Consider the function f (x)=7−6x^2 on the interval [ − 3 , 3 ] . Find the average or mean slope of the function on this interval, i.e.
f(3)-f(-3) / 3-(-3)=
By the Mean Value Theorem, we know there exists a c in the open interval (−3,3) such that f'(c) is equal to this mean slope. For this problem, there is only one c that works. Find it.
=
ok, you have the mean slope, which is 0
So, where is f'(x) = 0?
f' = -12x
so f'(0) = 0
This should all have been clear, since f(x) is a parabola, with x=0 as the axis of symmetry, and the interval [-3,3] has its center there.

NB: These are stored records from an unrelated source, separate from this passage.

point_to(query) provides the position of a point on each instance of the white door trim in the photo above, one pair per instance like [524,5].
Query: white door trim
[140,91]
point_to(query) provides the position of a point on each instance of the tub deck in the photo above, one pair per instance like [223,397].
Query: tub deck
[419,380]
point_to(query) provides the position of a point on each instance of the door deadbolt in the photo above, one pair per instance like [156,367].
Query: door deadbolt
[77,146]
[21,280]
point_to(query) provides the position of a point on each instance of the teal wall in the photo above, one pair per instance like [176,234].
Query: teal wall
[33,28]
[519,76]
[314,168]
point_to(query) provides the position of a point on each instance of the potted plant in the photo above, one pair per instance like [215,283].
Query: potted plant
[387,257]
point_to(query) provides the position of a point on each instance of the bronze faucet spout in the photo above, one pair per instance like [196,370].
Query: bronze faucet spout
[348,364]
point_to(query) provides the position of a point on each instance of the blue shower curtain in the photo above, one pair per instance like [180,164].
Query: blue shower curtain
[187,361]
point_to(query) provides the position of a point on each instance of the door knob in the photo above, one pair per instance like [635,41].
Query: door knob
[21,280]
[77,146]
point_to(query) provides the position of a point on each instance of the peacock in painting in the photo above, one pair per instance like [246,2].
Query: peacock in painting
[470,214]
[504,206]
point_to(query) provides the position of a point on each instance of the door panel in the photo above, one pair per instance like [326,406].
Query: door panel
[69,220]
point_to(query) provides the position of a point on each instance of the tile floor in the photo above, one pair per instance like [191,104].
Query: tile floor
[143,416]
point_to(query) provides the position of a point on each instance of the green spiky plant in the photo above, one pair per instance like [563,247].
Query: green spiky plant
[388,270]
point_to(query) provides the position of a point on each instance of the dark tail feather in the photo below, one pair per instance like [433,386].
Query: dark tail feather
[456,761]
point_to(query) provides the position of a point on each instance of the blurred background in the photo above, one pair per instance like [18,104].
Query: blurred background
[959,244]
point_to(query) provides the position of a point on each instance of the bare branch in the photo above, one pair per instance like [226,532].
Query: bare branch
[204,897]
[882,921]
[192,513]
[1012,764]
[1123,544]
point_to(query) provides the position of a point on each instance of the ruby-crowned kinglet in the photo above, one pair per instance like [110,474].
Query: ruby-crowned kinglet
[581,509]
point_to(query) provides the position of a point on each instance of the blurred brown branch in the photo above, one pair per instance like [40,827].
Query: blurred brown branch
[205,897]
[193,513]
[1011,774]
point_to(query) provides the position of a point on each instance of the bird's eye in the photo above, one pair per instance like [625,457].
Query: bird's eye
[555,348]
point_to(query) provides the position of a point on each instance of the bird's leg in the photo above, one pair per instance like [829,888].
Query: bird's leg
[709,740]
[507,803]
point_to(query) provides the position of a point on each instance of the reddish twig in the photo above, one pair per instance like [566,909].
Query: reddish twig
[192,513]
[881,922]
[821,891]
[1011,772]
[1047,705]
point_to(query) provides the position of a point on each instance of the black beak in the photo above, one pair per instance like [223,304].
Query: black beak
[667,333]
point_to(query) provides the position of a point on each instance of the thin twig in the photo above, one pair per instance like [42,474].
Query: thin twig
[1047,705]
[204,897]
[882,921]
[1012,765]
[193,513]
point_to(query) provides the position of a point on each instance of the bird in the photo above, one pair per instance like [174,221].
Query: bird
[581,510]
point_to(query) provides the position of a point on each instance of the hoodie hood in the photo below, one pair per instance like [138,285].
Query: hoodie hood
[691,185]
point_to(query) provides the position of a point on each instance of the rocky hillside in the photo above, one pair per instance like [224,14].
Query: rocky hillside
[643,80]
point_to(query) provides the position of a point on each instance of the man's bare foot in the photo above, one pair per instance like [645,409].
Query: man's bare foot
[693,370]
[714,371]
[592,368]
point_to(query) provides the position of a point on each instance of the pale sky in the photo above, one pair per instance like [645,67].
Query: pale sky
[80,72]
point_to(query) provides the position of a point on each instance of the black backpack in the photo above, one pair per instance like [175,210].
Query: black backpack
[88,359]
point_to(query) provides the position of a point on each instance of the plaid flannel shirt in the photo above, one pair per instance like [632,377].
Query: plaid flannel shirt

To find the average or mean slope of the function f(x) on the interval [−3, 3], we need to calculate the difference in function values divided by the difference in x-values.
The difference in function values is given by f(3) - f(-3), and the difference in x-values is 3 - (-3).
Let's start by finding f(3) and f(-3):
f(3) = 7 - 6(3)^2 = 7 - 6(9) = 7 - 54 = -47
f(-3) = 7 - 6(-3)^2 = 7 - 6(9) = 7 - 54 = -47
Now, let's calculate the difference in function values:
f(3) - f(-3) = -47 - (-47) = -47 + 47 = 0
Next, let's calculate the difference in x-values:
3 - (-3) = 3 + 3 = 6
Finally, we can calculate the average or mean slope:
(f(3) - f(-3)) / (3 - (-3)) = 0 / 6 = 0
According to the Mean Value Theorem, there exists a c in the open interval (-3, 3) such that f'(c) is equal to this mean slope. Since the mean slope is 0, we need to find a value c where f'(c) equals 0.
To find this value, we need to find the derivative of the function f(x) and set it equal to 0:
f'(x) = -12x
Setting f'(x) equal to 0:
-12x = 0
x = 0
Therefore, the value c that satisfies f'(c) = 0 and lies in the open interval (-3, 3) is c = 0.